With just 20 minutes of prep work, you can have anyone say anything
The technology lacks the artificial cadence of a virtual assistant that spaces out words somewhat unnaturally, or the problems that early text-to-speech systems had where they could not pronounce certain phonetic combinations, like the “oi” in “soy,” and instead responded with strange noises.
For adding in words, it does not matter if the speaker has actually said those words. If told to insert them into the sentence, it will, in the speaker’s (mimicked) voice. The software is designed to imitate speech after being fed 20 minutes’ worth of dialogue read in the speaker’s voice.
Using this audio sample, it breaks down everything the speaker says into phonemes, and in splicing together cues from the input audio, it can “predict” what words it hasn’t heard from the speaker would sound like, playing them back in the speaker’s voice. Phonemes – sounds like JH (in “judge”) and ER (“bird”) – have been used for years in more advanced systems to produce natural-sounding results, since these interact with one another to produce words as we hear them.
Adobe has not divulged much more information about the project yet, such as when a commercial release will take place. Though it was only shown in English, the system could be adapted to other languages. Windows speech recognition software currently processes English, German, Spanish, French, Japanese, and Chinese, for instance, using the phonemes unique to each language.
These processes are very intensive, as Google’s Fernando Pereira recently told Backchannel: “When you try to build a system for understanding natural language, and you don’t have many examples of the kind of understanding you want … then you have to prescribe, you have to write — essentially teach it grammar — so that it can do the understanding. That teaching is very laborious.” Earlier systems trained to pick out words could not make sense of slang, non-standard proper nouns, or unique sentence structures very well. “In order to overcome these challenges,” notes The Tartan, “today’s voice recognition software employs sophisticated statistical modeling algorithms to predict the most likely and most sensible outcome for the input.”
Audio moves in on text
Speech recognition is becoming increasingly accurate.

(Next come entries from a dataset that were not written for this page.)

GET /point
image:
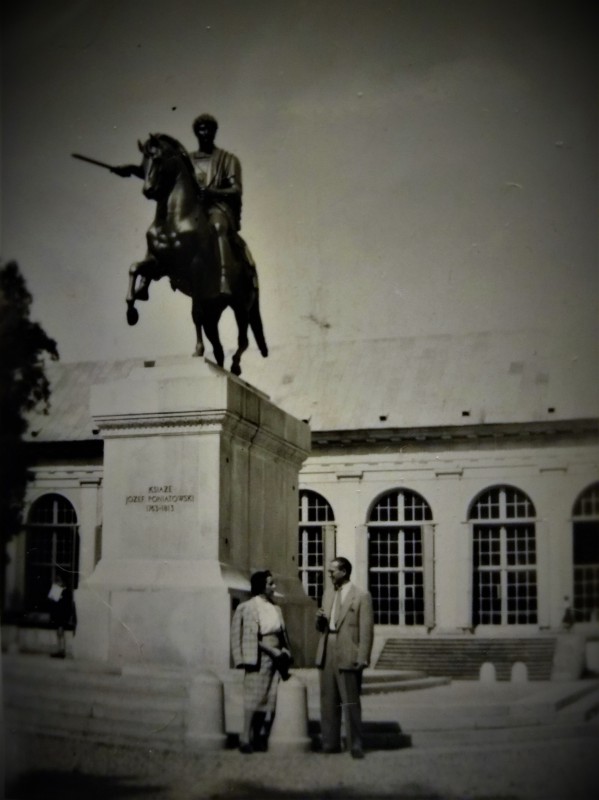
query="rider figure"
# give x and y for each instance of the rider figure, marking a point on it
(218, 174)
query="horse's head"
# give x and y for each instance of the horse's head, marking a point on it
(163, 160)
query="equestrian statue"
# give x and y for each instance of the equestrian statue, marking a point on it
(194, 239)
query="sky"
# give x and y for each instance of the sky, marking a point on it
(411, 167)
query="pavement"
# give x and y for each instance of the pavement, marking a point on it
(469, 741)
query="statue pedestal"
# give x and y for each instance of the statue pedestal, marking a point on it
(200, 489)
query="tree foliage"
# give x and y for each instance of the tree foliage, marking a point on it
(23, 387)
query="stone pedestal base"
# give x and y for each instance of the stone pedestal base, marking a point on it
(200, 489)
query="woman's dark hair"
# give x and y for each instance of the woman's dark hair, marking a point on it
(344, 564)
(258, 581)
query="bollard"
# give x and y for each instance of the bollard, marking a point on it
(205, 714)
(290, 727)
(519, 672)
(487, 673)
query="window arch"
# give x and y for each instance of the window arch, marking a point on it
(52, 548)
(396, 568)
(314, 514)
(585, 543)
(504, 563)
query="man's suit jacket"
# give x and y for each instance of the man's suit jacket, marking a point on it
(355, 628)
(245, 628)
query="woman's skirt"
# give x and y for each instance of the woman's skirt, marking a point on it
(260, 687)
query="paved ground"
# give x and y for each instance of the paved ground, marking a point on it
(482, 755)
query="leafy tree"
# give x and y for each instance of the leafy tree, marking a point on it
(23, 387)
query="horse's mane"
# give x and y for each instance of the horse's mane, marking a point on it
(175, 144)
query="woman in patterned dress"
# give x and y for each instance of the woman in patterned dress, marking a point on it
(261, 648)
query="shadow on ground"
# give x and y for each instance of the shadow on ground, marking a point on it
(40, 785)
(43, 784)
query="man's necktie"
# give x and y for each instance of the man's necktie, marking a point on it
(336, 609)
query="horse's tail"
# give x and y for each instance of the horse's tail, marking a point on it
(256, 325)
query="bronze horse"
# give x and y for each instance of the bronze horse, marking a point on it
(181, 245)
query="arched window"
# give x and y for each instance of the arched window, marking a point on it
(505, 556)
(52, 549)
(396, 557)
(314, 513)
(585, 537)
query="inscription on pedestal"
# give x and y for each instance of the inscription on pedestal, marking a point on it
(159, 499)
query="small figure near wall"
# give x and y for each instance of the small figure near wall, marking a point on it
(260, 647)
(63, 614)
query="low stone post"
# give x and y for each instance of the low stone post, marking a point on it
(290, 728)
(205, 729)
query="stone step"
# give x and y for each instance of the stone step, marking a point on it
(463, 657)
(403, 684)
(394, 675)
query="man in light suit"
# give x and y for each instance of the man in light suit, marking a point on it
(345, 622)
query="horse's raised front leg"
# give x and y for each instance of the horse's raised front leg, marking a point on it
(242, 319)
(196, 315)
(144, 271)
(211, 317)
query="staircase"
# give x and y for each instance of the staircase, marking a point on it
(462, 658)
(378, 680)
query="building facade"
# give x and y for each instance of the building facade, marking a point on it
(471, 517)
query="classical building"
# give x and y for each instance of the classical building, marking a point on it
(459, 474)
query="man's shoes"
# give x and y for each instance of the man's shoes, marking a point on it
(260, 744)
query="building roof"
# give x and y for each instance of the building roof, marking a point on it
(473, 379)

The future of this technology will also incorporate lip reading for more accurate results in a video, as opposed to purely audio, medium and will be usable for translating languages.
That VoCo can handle continuous speech separates it from, say, customer service hotlines where the software learns only how to recognize a limited set of commands and something like 100 words, such as “speak to an operator” or letting someone read off their credit card number.
The processing power and machine learning techniques available today let the software make more accurate guesses about how the words will sound.
VoCo is also speaker dependent because it needs to receive sufficient unique input before it actually recognizes their speech patterns. But it makes the results sound very natural. Though the demonstration sentences had some stilted parts, to the naked ear some of the more common words sounded just like natural conversation.
Adobe said it will introduce digital watermarks to reduce the risk of forgeries.
Since so little is known, there are a lot of uses and troubling questions about VoCo. Could it be used to impersonate someone? Almost definitely. For instance, it could be used to fake a celebrity or politician speaking at a private event, or to fool voice recognition IoT devices in the home. Less potentially harmful uses could include making fixes in “recording voiceovers, dialog, and narration” as well as podcasting, Abode said in a statement.
Indeed, speech recognition and editing could become a whole new aspect of law enforcement, from using it in identifying suspects to the need for a new range of tools and practices to account for potentially falsified evidence.
In theory, though, incriminating leaks could be spun for whole cloth and media feeding frenzies launched on the strength of a made-up conversation. This would be a serious issue, and requires some kind of detection system that flags when the speech has been manipulated by a program, just as today there are tools and methods to detect photoshopping.